Si: I think, you know, just a curiosity question that again, feel free to answer this one. But, you know, the willingness to go and report something like this to the police is that there is a historic issue with regard to things like representation.
So, you know, there are a lot of male police officers and a female going into a station and attempting to report something like this is an issue. And also, you know, representation of ethnic diversity or perceived gender or any of the other things where people feel unrepresented.
In your own sort of the staff that you’re sending out, what’s your ratio representation like? Is it a good mix or are, my experience of the forensics industry unfortunately is about 90% male.

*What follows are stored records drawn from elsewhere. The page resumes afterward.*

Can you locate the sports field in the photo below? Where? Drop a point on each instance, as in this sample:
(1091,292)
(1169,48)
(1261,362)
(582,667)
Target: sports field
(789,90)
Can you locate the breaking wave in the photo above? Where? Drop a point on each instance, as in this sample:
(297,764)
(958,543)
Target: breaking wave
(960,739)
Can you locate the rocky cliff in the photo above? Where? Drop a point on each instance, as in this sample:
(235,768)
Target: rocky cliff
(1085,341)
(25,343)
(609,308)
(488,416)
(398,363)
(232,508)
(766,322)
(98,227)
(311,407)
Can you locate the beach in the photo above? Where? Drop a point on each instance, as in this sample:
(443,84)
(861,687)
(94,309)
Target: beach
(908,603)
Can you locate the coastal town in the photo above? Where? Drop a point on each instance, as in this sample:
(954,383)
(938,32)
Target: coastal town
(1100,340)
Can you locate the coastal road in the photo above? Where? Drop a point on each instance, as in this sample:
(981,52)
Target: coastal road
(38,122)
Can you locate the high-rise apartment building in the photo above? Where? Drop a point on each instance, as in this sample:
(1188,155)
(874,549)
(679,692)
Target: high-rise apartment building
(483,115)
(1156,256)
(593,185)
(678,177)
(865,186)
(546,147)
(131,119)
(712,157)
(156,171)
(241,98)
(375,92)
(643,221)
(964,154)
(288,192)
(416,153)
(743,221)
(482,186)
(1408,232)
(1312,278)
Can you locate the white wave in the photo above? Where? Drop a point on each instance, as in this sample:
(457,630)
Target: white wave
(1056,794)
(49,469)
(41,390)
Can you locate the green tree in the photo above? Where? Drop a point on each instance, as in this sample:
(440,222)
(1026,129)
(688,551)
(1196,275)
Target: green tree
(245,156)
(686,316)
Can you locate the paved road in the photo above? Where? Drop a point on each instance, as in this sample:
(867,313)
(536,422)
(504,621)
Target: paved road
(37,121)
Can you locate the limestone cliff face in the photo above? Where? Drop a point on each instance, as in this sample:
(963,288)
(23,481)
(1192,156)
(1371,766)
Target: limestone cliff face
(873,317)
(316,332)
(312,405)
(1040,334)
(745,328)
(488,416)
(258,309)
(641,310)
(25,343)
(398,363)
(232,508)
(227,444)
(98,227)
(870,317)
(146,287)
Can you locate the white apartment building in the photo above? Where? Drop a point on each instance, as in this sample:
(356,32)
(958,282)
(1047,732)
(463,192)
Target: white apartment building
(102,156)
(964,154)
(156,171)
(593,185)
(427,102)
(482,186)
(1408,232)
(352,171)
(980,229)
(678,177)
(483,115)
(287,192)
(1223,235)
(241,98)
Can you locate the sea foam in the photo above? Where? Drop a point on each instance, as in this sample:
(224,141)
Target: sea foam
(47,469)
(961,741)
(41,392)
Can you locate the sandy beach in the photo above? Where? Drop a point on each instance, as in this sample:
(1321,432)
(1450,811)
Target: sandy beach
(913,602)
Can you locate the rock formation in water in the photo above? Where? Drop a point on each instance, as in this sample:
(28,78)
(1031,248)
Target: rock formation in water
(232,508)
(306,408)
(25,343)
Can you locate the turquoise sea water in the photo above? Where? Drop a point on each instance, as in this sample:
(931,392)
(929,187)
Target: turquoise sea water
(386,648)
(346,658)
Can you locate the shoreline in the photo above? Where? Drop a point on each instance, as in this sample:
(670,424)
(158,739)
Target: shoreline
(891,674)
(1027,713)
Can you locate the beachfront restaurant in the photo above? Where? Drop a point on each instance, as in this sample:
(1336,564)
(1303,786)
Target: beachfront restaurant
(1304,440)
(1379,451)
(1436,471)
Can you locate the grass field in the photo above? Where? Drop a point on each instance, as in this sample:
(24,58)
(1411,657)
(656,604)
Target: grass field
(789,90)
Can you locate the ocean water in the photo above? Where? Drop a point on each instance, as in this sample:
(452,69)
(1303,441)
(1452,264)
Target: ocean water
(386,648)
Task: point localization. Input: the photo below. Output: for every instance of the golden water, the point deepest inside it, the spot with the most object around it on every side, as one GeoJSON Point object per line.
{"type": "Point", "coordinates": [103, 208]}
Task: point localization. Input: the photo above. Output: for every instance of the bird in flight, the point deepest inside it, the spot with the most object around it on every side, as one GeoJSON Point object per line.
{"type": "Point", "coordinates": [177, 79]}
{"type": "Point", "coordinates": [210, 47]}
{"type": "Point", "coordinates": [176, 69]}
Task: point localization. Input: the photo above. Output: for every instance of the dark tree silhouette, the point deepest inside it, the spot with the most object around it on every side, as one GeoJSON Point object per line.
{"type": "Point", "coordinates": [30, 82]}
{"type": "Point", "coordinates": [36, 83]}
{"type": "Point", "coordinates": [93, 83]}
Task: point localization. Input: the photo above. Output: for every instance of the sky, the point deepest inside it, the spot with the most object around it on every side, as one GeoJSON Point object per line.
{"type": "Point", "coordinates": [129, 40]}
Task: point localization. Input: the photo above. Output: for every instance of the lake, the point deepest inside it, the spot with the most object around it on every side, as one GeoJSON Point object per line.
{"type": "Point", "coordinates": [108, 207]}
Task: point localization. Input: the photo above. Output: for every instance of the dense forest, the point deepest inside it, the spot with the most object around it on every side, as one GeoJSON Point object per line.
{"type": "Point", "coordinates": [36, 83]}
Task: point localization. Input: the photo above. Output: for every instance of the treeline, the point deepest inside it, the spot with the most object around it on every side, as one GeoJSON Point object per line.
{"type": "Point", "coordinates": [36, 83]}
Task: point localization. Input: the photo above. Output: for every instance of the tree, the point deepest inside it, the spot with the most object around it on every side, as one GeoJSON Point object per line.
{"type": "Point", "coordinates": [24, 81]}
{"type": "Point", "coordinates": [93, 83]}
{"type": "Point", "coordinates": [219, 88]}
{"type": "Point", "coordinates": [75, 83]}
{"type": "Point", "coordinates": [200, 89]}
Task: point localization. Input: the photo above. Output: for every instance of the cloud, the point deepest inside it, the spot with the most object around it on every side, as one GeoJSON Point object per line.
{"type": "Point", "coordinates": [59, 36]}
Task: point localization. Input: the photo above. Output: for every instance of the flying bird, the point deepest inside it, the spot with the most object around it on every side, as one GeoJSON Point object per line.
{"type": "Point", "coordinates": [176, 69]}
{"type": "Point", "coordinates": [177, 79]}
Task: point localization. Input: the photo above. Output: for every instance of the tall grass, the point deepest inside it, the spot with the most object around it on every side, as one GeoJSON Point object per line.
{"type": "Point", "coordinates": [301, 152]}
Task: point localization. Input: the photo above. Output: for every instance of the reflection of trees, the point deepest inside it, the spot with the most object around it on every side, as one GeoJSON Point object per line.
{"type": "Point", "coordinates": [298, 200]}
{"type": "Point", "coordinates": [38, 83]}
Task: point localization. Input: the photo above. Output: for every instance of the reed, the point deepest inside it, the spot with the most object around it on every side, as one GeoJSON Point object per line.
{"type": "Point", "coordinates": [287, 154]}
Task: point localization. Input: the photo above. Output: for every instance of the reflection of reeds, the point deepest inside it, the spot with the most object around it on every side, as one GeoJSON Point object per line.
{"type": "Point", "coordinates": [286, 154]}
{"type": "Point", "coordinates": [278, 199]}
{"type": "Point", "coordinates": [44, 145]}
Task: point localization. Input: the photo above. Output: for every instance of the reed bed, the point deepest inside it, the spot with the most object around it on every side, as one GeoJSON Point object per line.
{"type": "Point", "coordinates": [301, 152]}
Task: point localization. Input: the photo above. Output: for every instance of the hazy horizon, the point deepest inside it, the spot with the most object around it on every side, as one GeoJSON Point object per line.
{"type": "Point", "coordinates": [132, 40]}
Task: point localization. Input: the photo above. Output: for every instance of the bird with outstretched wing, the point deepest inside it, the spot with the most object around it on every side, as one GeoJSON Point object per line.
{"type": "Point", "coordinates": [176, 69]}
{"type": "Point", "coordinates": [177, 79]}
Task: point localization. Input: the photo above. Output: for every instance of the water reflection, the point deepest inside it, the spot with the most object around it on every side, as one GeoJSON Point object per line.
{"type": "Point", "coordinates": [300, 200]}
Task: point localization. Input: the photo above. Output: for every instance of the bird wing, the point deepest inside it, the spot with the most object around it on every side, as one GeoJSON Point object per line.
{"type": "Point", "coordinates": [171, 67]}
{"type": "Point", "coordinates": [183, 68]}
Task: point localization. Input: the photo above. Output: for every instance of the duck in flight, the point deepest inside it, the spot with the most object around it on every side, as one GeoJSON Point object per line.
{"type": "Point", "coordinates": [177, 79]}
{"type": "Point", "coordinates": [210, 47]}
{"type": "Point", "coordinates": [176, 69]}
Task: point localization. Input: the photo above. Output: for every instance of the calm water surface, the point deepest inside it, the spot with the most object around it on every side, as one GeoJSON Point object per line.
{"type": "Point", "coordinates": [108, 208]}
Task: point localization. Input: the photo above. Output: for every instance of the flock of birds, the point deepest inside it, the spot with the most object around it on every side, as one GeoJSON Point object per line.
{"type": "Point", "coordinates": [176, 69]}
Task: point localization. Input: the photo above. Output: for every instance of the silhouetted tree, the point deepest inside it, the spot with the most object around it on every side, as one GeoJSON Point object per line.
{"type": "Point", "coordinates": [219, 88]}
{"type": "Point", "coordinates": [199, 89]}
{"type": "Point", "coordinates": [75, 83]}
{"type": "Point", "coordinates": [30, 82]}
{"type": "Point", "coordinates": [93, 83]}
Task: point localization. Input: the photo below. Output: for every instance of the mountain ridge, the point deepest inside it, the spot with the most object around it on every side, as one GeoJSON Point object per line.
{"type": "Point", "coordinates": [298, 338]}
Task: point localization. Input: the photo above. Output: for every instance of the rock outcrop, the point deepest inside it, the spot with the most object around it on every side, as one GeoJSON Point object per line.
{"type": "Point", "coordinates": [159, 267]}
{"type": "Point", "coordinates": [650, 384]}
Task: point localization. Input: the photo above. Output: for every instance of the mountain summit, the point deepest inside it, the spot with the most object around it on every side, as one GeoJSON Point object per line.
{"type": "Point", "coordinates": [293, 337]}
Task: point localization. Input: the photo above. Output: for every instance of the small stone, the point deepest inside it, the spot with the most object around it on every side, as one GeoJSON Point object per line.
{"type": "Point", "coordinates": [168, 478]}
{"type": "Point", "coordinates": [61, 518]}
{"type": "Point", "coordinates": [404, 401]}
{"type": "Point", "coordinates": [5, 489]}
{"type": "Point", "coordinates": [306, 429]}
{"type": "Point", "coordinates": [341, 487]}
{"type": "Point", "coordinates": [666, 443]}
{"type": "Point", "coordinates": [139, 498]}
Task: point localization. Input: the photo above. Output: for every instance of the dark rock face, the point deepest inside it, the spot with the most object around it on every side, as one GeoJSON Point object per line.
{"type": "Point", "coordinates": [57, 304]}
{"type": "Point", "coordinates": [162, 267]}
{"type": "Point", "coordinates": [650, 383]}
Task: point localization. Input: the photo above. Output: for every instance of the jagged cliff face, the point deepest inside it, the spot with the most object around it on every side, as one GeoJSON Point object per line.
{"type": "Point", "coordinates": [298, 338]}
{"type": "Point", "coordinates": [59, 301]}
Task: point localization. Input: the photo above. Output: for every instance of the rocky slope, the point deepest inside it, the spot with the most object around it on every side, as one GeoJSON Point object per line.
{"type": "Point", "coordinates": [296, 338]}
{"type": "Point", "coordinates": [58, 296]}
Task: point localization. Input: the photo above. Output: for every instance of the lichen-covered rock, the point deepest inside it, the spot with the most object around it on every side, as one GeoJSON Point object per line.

Steve: I’d say we’re running at about 70 to 80% male. And you are right, you know, high-tech crime was always a male-dominated environment historically. And it was only men who used to apply for the DFU role.
But, you know, I’m really pleased to see that that’s changed massively in the last 10 years. We’ve got, well, I’ve got about three or four DFU managers who are female, for example. And we’ve got a lot of, actually, and there’s quite a chunk of our female officers are the mobile phone examiners coming through the door.
So I think just, you know, society’s changed, isn’t it? Technology was always, you know, the nerdy, geeky thing, was always a boys thing, wasn’t it? Whereas nowadays, you know, women are getting more interested in those careers, in that type of environment as well, which is really good to see.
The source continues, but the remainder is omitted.